BOOK FILE 2-2:Bentley MkVI

By SAWAMURAMAKOTO

戦後ベントレーの開祖を知る

こちらは、戦後ベントレーの開祖マークVIと、それにまつわるモデルたちを徹底的に解説した本。 ベントレーの世界は堀り下げるほどに深い。

text:Hiromi TAKEDA 武田公実

 今回、当コーナーで紹介する一方の本「The Complete Bentley」が、ベントレー90年の歴史を満遍なく記した年代記であるのに対して、こちらは非常にマニアックな1冊。戦後ベントレーの開祖“マークVI”に徹頭徹尾こだわり、これでもかとばかりの念入りさで解説されているのだ。
 ロールス・ロイス社が第二次世界大戦後に初めて製作した完全ニューモデルとして、1946年春にデビューを果たしたベントレー・マークVIは、R-R/ベントレーとしては史上初めて、全鋼製の標準ボディを与えられたサルーンである。
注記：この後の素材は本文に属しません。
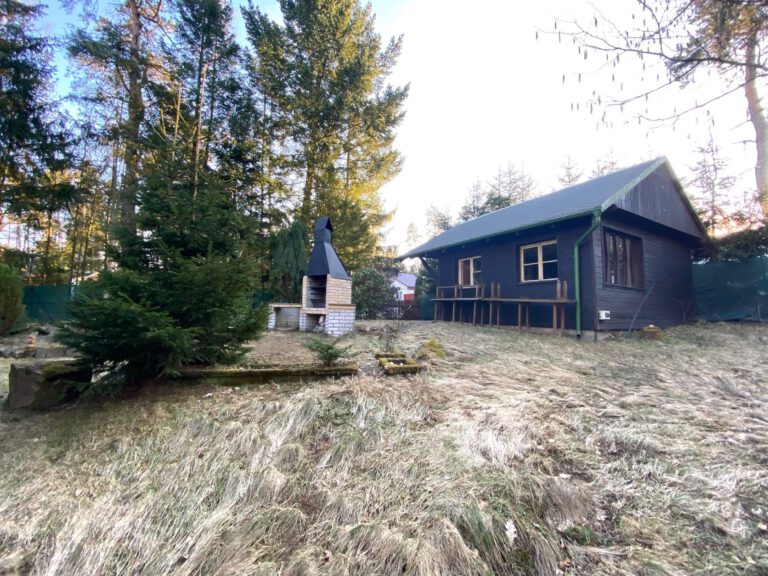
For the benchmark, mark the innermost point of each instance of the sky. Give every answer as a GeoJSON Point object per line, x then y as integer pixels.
{"type": "Point", "coordinates": [485, 91]}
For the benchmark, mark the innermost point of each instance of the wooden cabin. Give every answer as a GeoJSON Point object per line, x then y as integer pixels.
{"type": "Point", "coordinates": [613, 253]}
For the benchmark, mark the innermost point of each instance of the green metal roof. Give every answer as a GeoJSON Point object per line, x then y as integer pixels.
{"type": "Point", "coordinates": [578, 200]}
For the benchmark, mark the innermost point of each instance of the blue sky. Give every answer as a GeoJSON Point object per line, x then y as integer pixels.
{"type": "Point", "coordinates": [485, 91]}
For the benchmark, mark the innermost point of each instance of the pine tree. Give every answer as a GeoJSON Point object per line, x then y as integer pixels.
{"type": "Point", "coordinates": [324, 70]}
{"type": "Point", "coordinates": [712, 183]}
{"type": "Point", "coordinates": [33, 148]}
{"type": "Point", "coordinates": [289, 262]}
{"type": "Point", "coordinates": [183, 290]}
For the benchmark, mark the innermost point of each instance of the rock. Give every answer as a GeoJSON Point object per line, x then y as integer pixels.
{"type": "Point", "coordinates": [52, 352]}
{"type": "Point", "coordinates": [42, 384]}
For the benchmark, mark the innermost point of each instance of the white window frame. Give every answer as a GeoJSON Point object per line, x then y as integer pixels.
{"type": "Point", "coordinates": [539, 264]}
{"type": "Point", "coordinates": [472, 271]}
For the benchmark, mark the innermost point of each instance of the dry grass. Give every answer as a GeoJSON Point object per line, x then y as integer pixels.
{"type": "Point", "coordinates": [516, 454]}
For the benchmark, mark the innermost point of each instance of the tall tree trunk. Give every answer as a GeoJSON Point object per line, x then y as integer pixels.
{"type": "Point", "coordinates": [759, 122]}
{"type": "Point", "coordinates": [135, 119]}
{"type": "Point", "coordinates": [211, 102]}
{"type": "Point", "coordinates": [202, 72]}
{"type": "Point", "coordinates": [306, 203]}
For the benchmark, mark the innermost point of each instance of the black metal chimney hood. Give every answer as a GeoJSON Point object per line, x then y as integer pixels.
{"type": "Point", "coordinates": [324, 259]}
戦前のダービー・ベントレーと比べれば、遥かに身近な存在になったマークVIは、ビジネス的にも大きな成功を収めた。しかしその一方で、ベントレーの旧き良き伝統に従った、ビスポークのコーチビルドボディ車も夥しい種類が製作され、21世紀の現代においてもファンに愛好されているモデルなのだ。
 この本ではベントレー・マークVIとそのビッグ・マイナーチェンジ版である“Rタイプ”、そしてベントレー史上に燦然と輝く金字塔“Rタイプ・コンチネンタル”。さらには、マークVI/Rタイプの後継車に当たる“Sタイプ”やR-Rブランドで製作されたマークVIの姉妹車“シルバー・ドーン”に至るまでカバーし、戦後のベントレーが最高の輝きを放っていた時期の各モデルの実像と魅力を浮き彫りにしている。その内容は多岐にわたり、ヒストリーはもちろん各世代の標準モデルやビスポークボディ車に特装モデルの紹介、そしてバイヤーズ&レストアガイドなど、恐るべきこだわりが随所に垣間見られる内容となっているのだ。
 著者のマーティン・ナットランド氏は、モータージャーナリストとして40年以上のキャリアを持ち、またベントレーの熱心な愛好家にして、ベントレーに関する最も権威の高いクラブ“ベントレー・ドライバーズクラブ”会報誌の編集長も長らく勤めていた人物である。それだけに、本書に注いだパワーは、単なる歴史家の域を超えたものとなっているのだろう。ベントレーというブランドの深さをまざまざと見せ付けられる1冊となっている。


Bentley MkVI
Martyn Nutland著
VEROCE BOOKS社刊
176ページ/英語

※「フライングB No.002」(2009年刊)に掲載された記事に加筆修正しました。 掲載された情報は、刊行当時のものです。